"Inform" Design Sprint

The 2020 election was a pressurized environment with many differing opinions.

In 2019 I was part of a design sprint with a goal to establish a product vision that empowered people to decide for themselves which content to trust and engage with on Facebook.

The Outcome

Our design sprint resulted in nearly a dozen ideas that were pitched to News Feed's design leadership. Some were built and tested, others still remain in the backlog of ideas for subsequent election seasons.

188
ideas generated
7
design teams involved
4
weeks, start-to-finish

Background info for the sprint

As a collaborative design group from various teams (News Feed Integrity, AI, Misinformation, Stories, Public Conversations, and a couple more) we were looking to develop a north-star product vision in order to empower users with tools (context, information, design cues) so they know what to trust on Facebook.

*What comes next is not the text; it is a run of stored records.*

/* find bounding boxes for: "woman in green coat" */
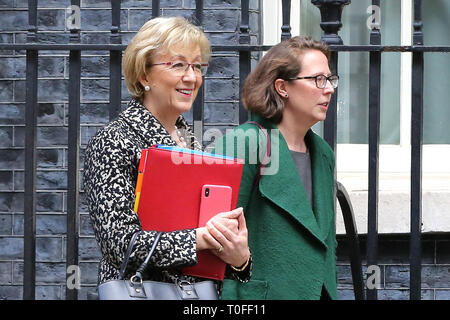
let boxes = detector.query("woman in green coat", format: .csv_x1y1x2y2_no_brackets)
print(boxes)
215,37,338,299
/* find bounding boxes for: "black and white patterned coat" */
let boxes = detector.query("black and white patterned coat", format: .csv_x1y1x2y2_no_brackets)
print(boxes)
84,100,251,287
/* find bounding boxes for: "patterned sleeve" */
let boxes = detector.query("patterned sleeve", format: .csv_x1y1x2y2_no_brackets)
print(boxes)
84,130,197,268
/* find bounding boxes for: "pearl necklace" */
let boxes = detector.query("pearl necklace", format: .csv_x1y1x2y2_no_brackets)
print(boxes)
172,126,187,148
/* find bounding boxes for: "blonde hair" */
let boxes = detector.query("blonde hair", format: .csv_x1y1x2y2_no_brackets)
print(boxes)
122,17,211,101
242,36,330,124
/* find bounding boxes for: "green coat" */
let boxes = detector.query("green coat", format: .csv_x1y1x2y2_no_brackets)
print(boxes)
215,116,337,299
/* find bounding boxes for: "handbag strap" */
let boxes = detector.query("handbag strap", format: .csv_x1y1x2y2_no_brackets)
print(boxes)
119,231,162,280
247,121,271,190
119,231,141,280
136,231,162,279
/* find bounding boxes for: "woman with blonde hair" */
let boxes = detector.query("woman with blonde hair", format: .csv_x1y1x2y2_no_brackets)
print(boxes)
84,17,251,298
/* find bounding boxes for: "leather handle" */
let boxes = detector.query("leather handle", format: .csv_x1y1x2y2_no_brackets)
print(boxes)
136,232,162,279
119,231,141,280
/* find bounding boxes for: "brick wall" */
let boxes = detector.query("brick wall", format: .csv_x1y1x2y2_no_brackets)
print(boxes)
0,0,261,299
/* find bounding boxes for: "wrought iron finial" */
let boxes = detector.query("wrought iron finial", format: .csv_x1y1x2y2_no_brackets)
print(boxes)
311,0,351,44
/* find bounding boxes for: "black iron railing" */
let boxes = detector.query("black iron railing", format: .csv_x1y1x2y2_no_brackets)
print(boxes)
0,0,450,299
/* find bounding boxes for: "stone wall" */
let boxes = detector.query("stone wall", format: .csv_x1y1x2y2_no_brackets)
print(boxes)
0,0,261,299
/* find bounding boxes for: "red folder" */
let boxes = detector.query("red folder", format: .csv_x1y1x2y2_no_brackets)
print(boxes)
135,146,243,280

A select part of the group went on a research trip covering different demographics (political leanings from right to moderate left, urban vs rural, multiple age categories) before the design sprint in order to help uncover a set of prioritized problems to go after.

The research was focused on:

  1. Information processing and evaluation: How people figure out how to trust information?
  2. Self-awareness and diversity: Do people understand if their network is biased?
  3. Controls: What level of controls people want to see/have?

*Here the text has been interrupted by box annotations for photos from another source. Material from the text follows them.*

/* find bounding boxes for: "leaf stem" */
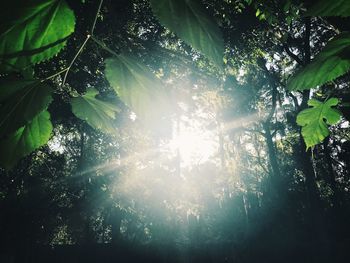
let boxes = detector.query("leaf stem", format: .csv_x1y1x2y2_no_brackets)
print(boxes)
41,68,68,82
91,36,119,57
61,35,91,86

Four "people problems" we aimed to solve:

1

Corroboration

"Facebook doesn't give me tools to corroborate with other sources"
2

360-degree view

"I want to see the 360-degree view of the facts to make my own decision"
3

Controls

"I see a bunch of stuff in my feed I don't want to see"
4

Skepticism

"I'm scared to post/comment without doing a lot of research first"

How to handle comments

Out of the larger list of themes we’d identified, we wanted to focus on the following two for the comment browsing experience:

  • Corroboration
  • Controls

The comment section can get heated during political season and it’s easy to get lost in a sea of negativity, or to get bombarded with people quoting things that someone actually never said.

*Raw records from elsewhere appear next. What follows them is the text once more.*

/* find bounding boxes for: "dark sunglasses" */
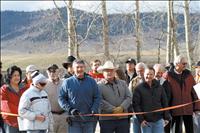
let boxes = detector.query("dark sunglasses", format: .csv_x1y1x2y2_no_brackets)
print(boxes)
39,83,46,87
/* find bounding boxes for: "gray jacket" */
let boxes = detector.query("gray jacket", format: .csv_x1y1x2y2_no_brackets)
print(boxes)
98,79,132,120
18,85,53,131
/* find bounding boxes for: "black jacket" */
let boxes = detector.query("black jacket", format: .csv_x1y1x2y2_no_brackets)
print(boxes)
133,80,171,123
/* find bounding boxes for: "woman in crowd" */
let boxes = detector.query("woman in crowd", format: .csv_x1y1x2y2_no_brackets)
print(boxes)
1,65,25,133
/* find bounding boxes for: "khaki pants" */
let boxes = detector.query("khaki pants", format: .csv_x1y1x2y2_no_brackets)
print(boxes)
53,113,68,133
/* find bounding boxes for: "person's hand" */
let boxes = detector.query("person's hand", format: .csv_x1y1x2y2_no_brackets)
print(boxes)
35,114,45,122
70,109,80,116
164,120,169,127
113,106,124,114
141,120,149,127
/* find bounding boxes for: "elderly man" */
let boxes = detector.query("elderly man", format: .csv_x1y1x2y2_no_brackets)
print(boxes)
98,61,132,133
164,55,200,133
88,59,104,82
59,60,100,133
133,67,170,133
18,72,53,133
153,64,171,133
44,64,67,133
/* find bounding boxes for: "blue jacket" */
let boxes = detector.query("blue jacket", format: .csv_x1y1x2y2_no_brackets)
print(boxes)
58,75,100,121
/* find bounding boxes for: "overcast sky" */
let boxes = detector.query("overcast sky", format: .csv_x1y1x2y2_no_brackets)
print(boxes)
1,1,200,13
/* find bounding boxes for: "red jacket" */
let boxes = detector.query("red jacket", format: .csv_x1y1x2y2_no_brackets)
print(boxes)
0,85,25,128
163,70,200,116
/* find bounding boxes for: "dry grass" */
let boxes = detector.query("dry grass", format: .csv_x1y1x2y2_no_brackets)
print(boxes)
1,50,165,71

So we created a couple concepts in an effort to show how we might alleviate those concerns.

A concept showing how comments could be categorized for more intuitive browsing

A concept showing how we might add a feature allowing someone to use a “quote” format when linking an article 

Providing additional context

When it comes to providing additional context, the two people problems that were most applicable were:

  • 360-degree view
  • Skepticism

People have their own personal reasons for choosing which sources to trust, so we had to be very careful to provide additional content that was non-biased.

We created a few concepts that showed different ways we could provide additional coverage on whichever topic might be interesting.

A concept for how to surface related Stories content from trusted news sources.

A way we might leverage Stories to provide a daily digest from trusted news sources you’ve chosen.

A way to surface links to related articles for easier corroboration on your terms.

Key Learnings

The most impactful thing I learned from this project is the importance of a non-biased opinion when creating a platform for sharing and discussion. Emotions run high when political season is in full swing, and criticism will be brutal if bias is baked into our designs.

I also learned the power of a well-executed design sprint. In just four short weeks we came up with nearly 200 ideas, and rallied to rapidly prototype high-fidelity, ship-ready concepts.

Last, I walked away with more of a desire toward cross-team collaboration. The variety of thoughts, opinions, and research-based context was so rich with such a diverse set of expertise in the room.